Checking the time sheets he still had the track record by a measly .016. The car changed as the race went on so we decided to set the car up for Sunday so it was better at the end of the race. Setting the track record with the car setup for the end of the race going to be tricky.

We qualified 3rd which was great and got a killer start. All the stars aligned and I was able to do my first flying lap tucked right up under Tom Miller's CM wing as his slicks came up to temp slower than my Nitto NT01 DOT tires... so nice! I got my golden lap in and re-claimed the track record with a 1:07.3. Tom pulled away leaving me in 3rd. Mario's motor crapped out so now we were sitting in 2nd. Gabor's PTG car caught me easy and I held him off strong for about ohhh 2 seconds - bye bye! 3rd was ok by me. With JP in the LTW stuck battling with Brad and Greg Dalgam I had a huge lead on him so we were hoping for no full-course yellows.

The race was clean and full-course yellow-free and we took the class win and 3rd overall again. Not bad for a 3300lb street-legal car on DOT tires.

We picked up 3 wins, 53 points, reset track the track class record and had a blast doing it. Thanks for Scott Cary (car owner), Dave ("Animal") Beekman, and Kyle & Zane who also helped us out enormously.

As usual, the Nitto NT01 tires were consistent, tunable and quick and the Rotora brakes were powerful, consistent and easy to modulate. I'm willing to share any Nitto/Rotora tire/brake setup info with anyone off line. They both continue to perform for us flawlessly. You can get Rotora brakes and additional pad and tuning info from the boys at evosport.

-Ralph Warren



Other misc notes from the weekend...

This was pretty much Mario Rigoli's weekend. He was fastest in just about every session and won the first two races. In the final race while setting the fastest times of the weekend and jamming on his high-strung S14 guitar, he popped a string and he pulled over while leading. It turned out to be a head gasket.

We saw the Blue Angles. One of them buzzed the track and showed us what power really is. We'd stick him in Super-Mod for sure! - but I'm sure he'd complain about it.

A slight hang-up with lappers, a pinch point, a nasty transition and a pretty good closing rate brought a couple DM cars together to end a race a bit short but the drivers are ok so that's good. It has been confirmed that both cars are going to be repaired. 

Sat AM Andrew Sanchez gave a short speech on taking it easy on equipment and keeping the racing clean at the dangerous PIR. By the end of the weekend, all the faster DM cars were out and he cruised to the victory. Andrew smart, Andrew keep clean, Andrew get win (insert Rain Man - "yeah").

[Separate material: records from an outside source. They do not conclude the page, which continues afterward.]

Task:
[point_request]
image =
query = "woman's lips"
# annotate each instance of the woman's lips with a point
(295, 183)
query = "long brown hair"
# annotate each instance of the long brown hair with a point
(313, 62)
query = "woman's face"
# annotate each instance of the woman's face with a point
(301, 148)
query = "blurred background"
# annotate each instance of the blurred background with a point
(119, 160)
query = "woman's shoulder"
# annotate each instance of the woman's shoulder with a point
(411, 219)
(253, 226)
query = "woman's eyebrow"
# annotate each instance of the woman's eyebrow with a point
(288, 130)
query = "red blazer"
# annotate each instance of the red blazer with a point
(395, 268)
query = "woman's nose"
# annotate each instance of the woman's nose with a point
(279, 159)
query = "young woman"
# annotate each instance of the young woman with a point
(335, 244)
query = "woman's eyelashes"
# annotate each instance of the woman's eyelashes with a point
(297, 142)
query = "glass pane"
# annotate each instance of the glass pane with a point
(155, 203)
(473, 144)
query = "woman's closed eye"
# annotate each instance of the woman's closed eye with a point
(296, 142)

Louis Goldsman had a nagging oil leak. In the interest of his engine budget and the cleanliness and safety of the track, he missed the final race on Sun.

Brett Strom took care of JS but Joe Nelson did have the fastest car that was driven to the track. Weinstein and Flucky were less than a second behind in lap times but Brett got good starts and kept it up front. I'm looking forward to the Strom-McNutt-Koneval showdown at Buttonwillow. 

Holder set great times right off the trailer but Tom Miller got him in Race 1 for CM. Tom picked up an incredible 65 points this weekend.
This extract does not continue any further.